TC: None whatsoever. There is no causal relationship between then.However, Marsilio Ficino, one of the greatest minds of the early Italian Renaissance, considered love to be “divine madness,” but in his case it is the word “divine” that bears significance.
Q: From chapter three onwards, you talk about and approach fantasy and science fiction. What place or function do you think fantasy has in contemporary fiction? How does this relate to Georgian culture and mythology?
TC: Fantasy and science fiction carry the same importance and function now as they did in the works of Edgar Allan Poe, Jules Verne and Herbert G. Wells. I don’t suppose the genre has developed dramatically since these three, great writers. However, technological advances have enriched and diversified this kind of literature, which,for its part,has equipped modern writers with a certain knowledge and given them more courage, but I doubt all this has led to the production of high-quality works, marked with originality.
Frankly speaking, the genre isn’t one of my favourites and I hardly read modern sci-fi writers. I suspect that old age has something to do with it. Apparently, old age is characterized by a fantasy of its own!
However, it would be wrong to talk about the importance of fantasy only in terms of the works written in these genres. In Georgian literature, which covers fifteen centuries and can boast noteworthy achievements in the past few decades, fantasy penetrates literary works mainly through fairy tale and myth.
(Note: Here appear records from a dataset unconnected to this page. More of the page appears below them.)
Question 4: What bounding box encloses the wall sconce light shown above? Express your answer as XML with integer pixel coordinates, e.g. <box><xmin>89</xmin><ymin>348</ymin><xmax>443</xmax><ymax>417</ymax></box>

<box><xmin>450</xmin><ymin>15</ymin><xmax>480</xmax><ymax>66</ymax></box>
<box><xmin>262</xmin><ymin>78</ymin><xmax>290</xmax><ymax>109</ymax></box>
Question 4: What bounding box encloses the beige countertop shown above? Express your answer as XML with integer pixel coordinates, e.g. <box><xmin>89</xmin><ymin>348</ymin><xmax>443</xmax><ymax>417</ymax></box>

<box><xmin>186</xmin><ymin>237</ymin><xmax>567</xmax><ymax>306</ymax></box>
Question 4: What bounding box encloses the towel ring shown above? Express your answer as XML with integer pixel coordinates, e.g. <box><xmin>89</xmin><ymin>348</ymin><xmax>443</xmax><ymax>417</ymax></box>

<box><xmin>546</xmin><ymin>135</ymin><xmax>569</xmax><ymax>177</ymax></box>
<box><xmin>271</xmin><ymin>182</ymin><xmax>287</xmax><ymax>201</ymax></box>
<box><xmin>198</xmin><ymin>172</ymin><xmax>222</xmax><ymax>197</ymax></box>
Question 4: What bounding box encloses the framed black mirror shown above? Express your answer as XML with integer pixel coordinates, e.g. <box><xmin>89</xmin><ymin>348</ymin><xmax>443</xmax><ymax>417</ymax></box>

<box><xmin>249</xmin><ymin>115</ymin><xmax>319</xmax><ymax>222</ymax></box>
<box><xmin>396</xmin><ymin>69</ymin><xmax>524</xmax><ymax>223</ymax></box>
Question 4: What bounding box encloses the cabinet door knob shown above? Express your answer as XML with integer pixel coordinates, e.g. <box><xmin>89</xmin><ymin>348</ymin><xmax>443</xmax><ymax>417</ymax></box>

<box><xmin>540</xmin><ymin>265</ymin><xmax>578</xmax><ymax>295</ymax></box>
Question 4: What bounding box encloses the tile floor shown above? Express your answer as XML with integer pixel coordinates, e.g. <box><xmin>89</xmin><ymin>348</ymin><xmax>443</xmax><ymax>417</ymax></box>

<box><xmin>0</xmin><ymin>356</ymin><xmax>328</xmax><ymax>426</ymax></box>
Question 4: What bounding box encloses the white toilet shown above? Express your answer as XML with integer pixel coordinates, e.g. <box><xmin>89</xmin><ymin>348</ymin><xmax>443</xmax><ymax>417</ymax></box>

The cradle of fantasy is a fairy tale, which, in a way, has always reflected general nostalgia for the future—as if people had lived in the future rather than in the past.
Q: Leading from this, the novel’s narrative crosses several timelines,perspectives and even worlds; what was the intention behind the sub-plot of the astrophysicist and the “Visitor”?
TC: I’m not at all sure how the fantasy narrative crept into my novel,or how the astrophysicist and the Visitor’s love motif wormed its way into the main plot, or even what determined their relationship.
The creative process is full of unexpected things. It often happens that the text seemingly gets an upper hand, starts to control the writer, in a way gets hold of his initial plan. As a result,many actions or episodes in the novel are unexpected, even for the writer.
A literary text is similar to a living being, complete with its own logic. World literature abounds with examples of a writer being obliged to divert from his initial creative plan, sometimes even cardinally change it.
I’m not trying to avoid a direct answer to the question. I just cannot give a decisive answer. It’s possible that the relationship was determined by the profession of one of the protagonists. Sadly, I cannot say anything more about it.
Q: What made you decide to write each chapter from a different character’s perspective as the book progresses? Is this to create a sense of confusion in the reader as to what is real and what is fantasy?
TC: It wasn’t my intention to “confuse” my readers. Besides, it’s practically impossible to confuse sophisticated readers who have dodged the traps laid by Joyce and Faulkner. Basically, I don’t suppose it’s a good idea to deliberately send one’s readers into a state of confusion.
I cannot speak for my readers, but I think it’s me who is confused, probably because very often (and not only when I write) I hardly notice where the line between the reality and fantasy lies. But is it only me who feels similarly addled in our modern times?